In this view, what's interesting is that Republicans were blocking a record number of appointees and using continuous "pro forma" sessions -- that is to say, keeping Congress technically in session despite the fact that most everyone has gone home -- to deny President Obama the power to make recess appointments. In response, the Obama administration is taking the position that, legally speaking, pro forma sessions are recesses -- the Constitution is very vague on what is and isn't a recess -- and is making recess appointments anyway. If Republicans disagree, they can take him to court. Congress-expert Sarah Binder thinks, for the record, that they'll lose that case.

The less obvious, but perhaps more true, interpretation is that Wednesday's appointments are a salvo in an ongoing war over a controversial tactic that's Thomas Mann has dubbed "a modern-day form of nullification.”

Obama made four recess appointments on Wednesday. One of them lifted Richard Cordray to head of the Consumer Financial protection Bureau. Another added three members to the National Labor Relations Board. But despite having hundreds of nominees outstanding -- including for important positions like the Federal Reserve's Board of Governors and the FDIC -- Obama didn't pull a Teddy Roosevelt and make 160 appointments on the same day. Why? What makes these four nominees different from all other nominees?

The answer is that, without them, the institutions they're intended to lead will fail. Obama's maneuver was about the agencies, not the appointees. In the absence of a director, the CFPB can't exercise its powers. The expiration of Craig Becker's term on the NLRB, meanwhile, means the board is about to fall from three members to two members -- a number that the Supreme Court has ruled is less than a legal quorum, and so a number that means the NLRB cannot make binding rulings.

This is not an accident: Republicans have straightforwardly argued that they would obstruct the confirmation of any and all nominees to the CFPB until the Obama administration agreed to radically reform the agency. They were, in other words, using their power to block nominations to hold kill or change agencies that they didn't have the votes to reform through the normal legislative order. Much the same has been happening at the NLRB. A That's what Mann means when he invokes "nullification": just as the original nullification crisis was about states refusing to implement federal laws that their representatives did not have the votes to overturn, the modern-day incarnation features Republicans refusing to implement laws they don't have the votes to overturn. And this is what Obama is fighting.

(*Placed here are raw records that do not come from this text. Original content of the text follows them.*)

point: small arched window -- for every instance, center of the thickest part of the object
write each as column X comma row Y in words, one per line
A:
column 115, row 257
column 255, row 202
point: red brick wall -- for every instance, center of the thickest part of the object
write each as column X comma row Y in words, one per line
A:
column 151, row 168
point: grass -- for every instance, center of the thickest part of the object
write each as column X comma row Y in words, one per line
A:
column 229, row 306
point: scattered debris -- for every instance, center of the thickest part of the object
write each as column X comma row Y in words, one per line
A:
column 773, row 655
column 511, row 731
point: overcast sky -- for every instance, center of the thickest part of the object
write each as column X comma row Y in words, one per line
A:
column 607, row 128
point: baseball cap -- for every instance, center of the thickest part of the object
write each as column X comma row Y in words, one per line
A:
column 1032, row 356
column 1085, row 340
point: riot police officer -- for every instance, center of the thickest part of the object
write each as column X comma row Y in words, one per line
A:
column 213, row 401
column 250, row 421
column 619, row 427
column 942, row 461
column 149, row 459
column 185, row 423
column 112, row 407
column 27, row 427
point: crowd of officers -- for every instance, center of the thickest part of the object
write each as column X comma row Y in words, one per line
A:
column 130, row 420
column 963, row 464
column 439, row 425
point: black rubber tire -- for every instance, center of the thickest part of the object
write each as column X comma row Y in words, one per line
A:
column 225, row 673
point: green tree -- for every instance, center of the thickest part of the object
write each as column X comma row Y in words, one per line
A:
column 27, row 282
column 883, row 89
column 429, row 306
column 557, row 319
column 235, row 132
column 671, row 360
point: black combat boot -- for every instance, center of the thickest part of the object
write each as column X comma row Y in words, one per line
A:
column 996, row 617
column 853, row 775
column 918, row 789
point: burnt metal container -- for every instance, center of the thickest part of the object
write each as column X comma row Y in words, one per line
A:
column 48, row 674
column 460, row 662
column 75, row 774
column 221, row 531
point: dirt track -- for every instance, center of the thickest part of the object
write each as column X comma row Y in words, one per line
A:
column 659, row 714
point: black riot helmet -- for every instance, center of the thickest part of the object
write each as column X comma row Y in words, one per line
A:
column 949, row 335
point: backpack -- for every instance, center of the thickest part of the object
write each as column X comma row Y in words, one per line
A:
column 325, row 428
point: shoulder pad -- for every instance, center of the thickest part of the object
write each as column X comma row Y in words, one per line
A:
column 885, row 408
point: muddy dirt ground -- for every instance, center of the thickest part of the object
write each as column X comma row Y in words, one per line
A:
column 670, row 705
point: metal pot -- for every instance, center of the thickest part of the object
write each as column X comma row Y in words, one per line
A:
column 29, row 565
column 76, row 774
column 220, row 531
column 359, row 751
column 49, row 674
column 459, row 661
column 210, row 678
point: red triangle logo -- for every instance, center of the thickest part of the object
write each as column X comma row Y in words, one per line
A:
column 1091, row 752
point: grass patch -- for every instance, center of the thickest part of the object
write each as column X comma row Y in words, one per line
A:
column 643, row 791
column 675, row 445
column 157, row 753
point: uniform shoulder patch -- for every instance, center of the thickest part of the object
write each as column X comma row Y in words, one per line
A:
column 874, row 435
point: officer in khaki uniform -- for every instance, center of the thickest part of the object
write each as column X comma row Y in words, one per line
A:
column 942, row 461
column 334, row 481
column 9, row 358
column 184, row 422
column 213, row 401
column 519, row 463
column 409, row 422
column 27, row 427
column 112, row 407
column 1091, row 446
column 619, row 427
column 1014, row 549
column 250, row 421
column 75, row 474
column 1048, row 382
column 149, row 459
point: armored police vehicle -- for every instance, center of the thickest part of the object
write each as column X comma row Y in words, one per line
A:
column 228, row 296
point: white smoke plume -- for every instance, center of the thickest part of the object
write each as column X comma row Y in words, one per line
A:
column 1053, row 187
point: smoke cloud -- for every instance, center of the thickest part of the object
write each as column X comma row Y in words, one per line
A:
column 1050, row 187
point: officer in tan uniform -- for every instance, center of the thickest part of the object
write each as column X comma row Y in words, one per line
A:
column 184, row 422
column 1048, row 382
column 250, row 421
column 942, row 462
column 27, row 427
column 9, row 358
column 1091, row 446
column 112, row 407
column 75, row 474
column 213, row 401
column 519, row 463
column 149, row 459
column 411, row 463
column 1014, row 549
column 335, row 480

As Brian Beutler puts it, Obama's maneuver "does more than fill vacancies. It actually restores the power the agency was given under the law — power Republicans were hoping to strip without passing new legislation. That’s the key thread connecting these recess appointments — and why other languishing nominees haven’t been recess appointed." So though Obama is setting a new precedent with this move, it's not clear that the precedent he intends to set is related to the obstruction of nominees. Rather, it seems related to Republican attempts to use the nomination process to undermine agencies they dislike.